Peter Jones balances the demands of a £200m telecommunications firm, a TV production company and numerous Dragons’ Den investments, but none of those provided him with his proudest business moment. He tells Growing Business about his latest passion
It’s hard not to be impressed by the diversity of interests Peter Jones commands, but some of his more familiar traits should make him easier to dislike: the infamous sneer and withering comments with which inadequate Dragons’ Den hopefuls are dismissed, for example.
His critics, meanwhile, have done some sneering of their own, particularly about American Inventor, the TV show he dreamt up with friend Simon Cowell, presumably for the gall he displayed in adapting the Dragons’ Den formula and turning it into a gaudy stateside success for his television production firm, Peter Jones TV.
But then Jones comes in several guises: the maverick investor whose hand can’t be read by his fellow Dragons, but still claims the show’s best investment record; the one-man brand who’s put his name to numerous advertising campaigns, a book, board game and even a range of socks; and the telecoms magnate who’s as fired up as ever about growing Phones International, the £200m-turnover business he founded in 1998.
I leave my meeting with him at his Marlow, Buckinghamshire HQ still unsure which incarnation I’ve just met, but disarmed by the sheer enthusiasm of a man I’d feared it could be hard to warm to.
Angel’s academy
It might be difficult to judge what gets most of Jones’ attention these days – Phones International, which sells and distributes mobile communications products and is still growing organically and acquisitively, or his public persona, which demands frequent international travel, filming time, photoshoots and numerous personal appearances. But it doesn’t take me long to work out what he’s currently most passionate about.
Last October, the government committed an initial £8m over four years to a National Enterprise Academy (NEA), which will provide the first full-time accredited courses in enterprise and entrepreneurship, providing fledgling tycoons with the skills to set up and run a business. Jones didn’t just put his name to the school, it was his brainchild. He committed £4m of his own money and went through an exhausting Whitehall process to secure public funding.

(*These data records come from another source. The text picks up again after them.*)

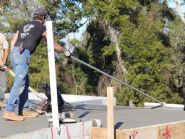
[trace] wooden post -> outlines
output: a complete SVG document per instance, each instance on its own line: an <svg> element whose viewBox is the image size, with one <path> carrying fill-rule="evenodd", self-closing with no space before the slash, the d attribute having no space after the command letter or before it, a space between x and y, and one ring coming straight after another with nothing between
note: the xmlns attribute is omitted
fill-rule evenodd
<svg viewBox="0 0 185 139"><path fill-rule="evenodd" d="M107 87L107 139L114 139L114 87Z"/></svg>

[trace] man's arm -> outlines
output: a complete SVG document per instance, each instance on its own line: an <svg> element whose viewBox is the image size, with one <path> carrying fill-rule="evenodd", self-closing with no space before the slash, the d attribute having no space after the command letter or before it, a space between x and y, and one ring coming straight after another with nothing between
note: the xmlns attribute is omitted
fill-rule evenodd
<svg viewBox="0 0 185 139"><path fill-rule="evenodd" d="M45 31L43 34L42 34L43 37L47 38L47 32ZM65 52L65 49L63 47L60 46L60 44L58 44L55 40L54 40L54 49L57 51L57 52Z"/></svg>
<svg viewBox="0 0 185 139"><path fill-rule="evenodd" d="M2 56L2 59L0 60L0 66L5 65L8 57L8 50L9 50L8 41L6 40L6 37L3 36L3 56Z"/></svg>
<svg viewBox="0 0 185 139"><path fill-rule="evenodd" d="M18 35L19 35L19 31L17 31L17 32L15 33L15 35L13 36L13 38L12 38L12 40L11 40L11 48L14 47L15 42L17 41Z"/></svg>
<svg viewBox="0 0 185 139"><path fill-rule="evenodd" d="M5 65L5 63L6 63L6 60L7 60L7 58L8 58L8 48L6 48L6 49L3 49L3 59L2 59L2 65L4 66Z"/></svg>

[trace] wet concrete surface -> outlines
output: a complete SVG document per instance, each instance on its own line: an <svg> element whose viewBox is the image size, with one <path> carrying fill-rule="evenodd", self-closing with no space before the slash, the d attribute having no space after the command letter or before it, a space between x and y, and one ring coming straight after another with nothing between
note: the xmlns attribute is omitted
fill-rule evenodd
<svg viewBox="0 0 185 139"><path fill-rule="evenodd" d="M74 104L74 108L74 115L77 118L77 121L100 119L102 126L106 127L106 106ZM0 111L0 137L49 127L46 116L27 119L22 122L15 122L4 120L2 114L3 110ZM122 106L115 107L116 129L130 129L179 121L185 121L185 112L182 110L129 108Z"/></svg>

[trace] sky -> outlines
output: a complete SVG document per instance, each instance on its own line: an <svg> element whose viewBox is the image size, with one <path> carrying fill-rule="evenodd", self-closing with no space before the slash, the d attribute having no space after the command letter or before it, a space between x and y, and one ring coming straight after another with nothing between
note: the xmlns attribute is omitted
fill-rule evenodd
<svg viewBox="0 0 185 139"><path fill-rule="evenodd" d="M87 20L86 18L83 18L81 22L84 23L86 20ZM69 33L69 34L66 36L66 38L70 38L70 39L76 38L76 39L79 39L79 40L80 40L81 37L82 37L82 34L83 34L83 33L85 32L85 30L87 29L87 25L88 25L88 22L85 23L82 27L80 27L80 28L78 29L77 32L75 32L75 33Z"/></svg>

His trademark persistence paid off, and the academy’s first batch of students have just graduated from a six-month tester programme. Now, £40m has been committed over five years to bring the concept to nine regions of England, and then to Scotland and Wales, with plans to process 12,000 students by 2012.
“That’s the proudest thing I could ever do in my life apart from having my own kids,” Jones beams. “It’s got nothing to do with going out there and saying: ‘I want to give something back.’ It’s a mindset-based curriculum that’s very testing to students, and it’s the first academy of its type in Britain. It’s a proven, working model.”
Indeed, students will graduate from the academy with Edexcel-accredited NVQ qualifications, having benefited from hands-on lessons in business from a
stellar list of UK entrepreneurs.
Jones’ charm and enviable contact book, which includes close friends Philip Green and Gordon Brown, also came in handy when building support for his idea in the face of a rival bid for public funding from James Dyson, who wanted to establish a national engineering academy.
When Jones won through, The Sunday Times reported that Dyson suggested that his plans were rejected in favour of the Dragon’s on the basis of spin. Dyson wrote a letter to the then skills secretary John Denham in which he argued that a skills gap acknowledged in more than one government report was being overlooked in favour of other more “eye-catching subjects”.
“His quote was something along the lines of ‘they went for a celebrity-driven option’,” says Jones. “I find that interesting when he’s a guy on TV advertising his own product. Everyone knows James Dyson. He’s probably more famous than me.”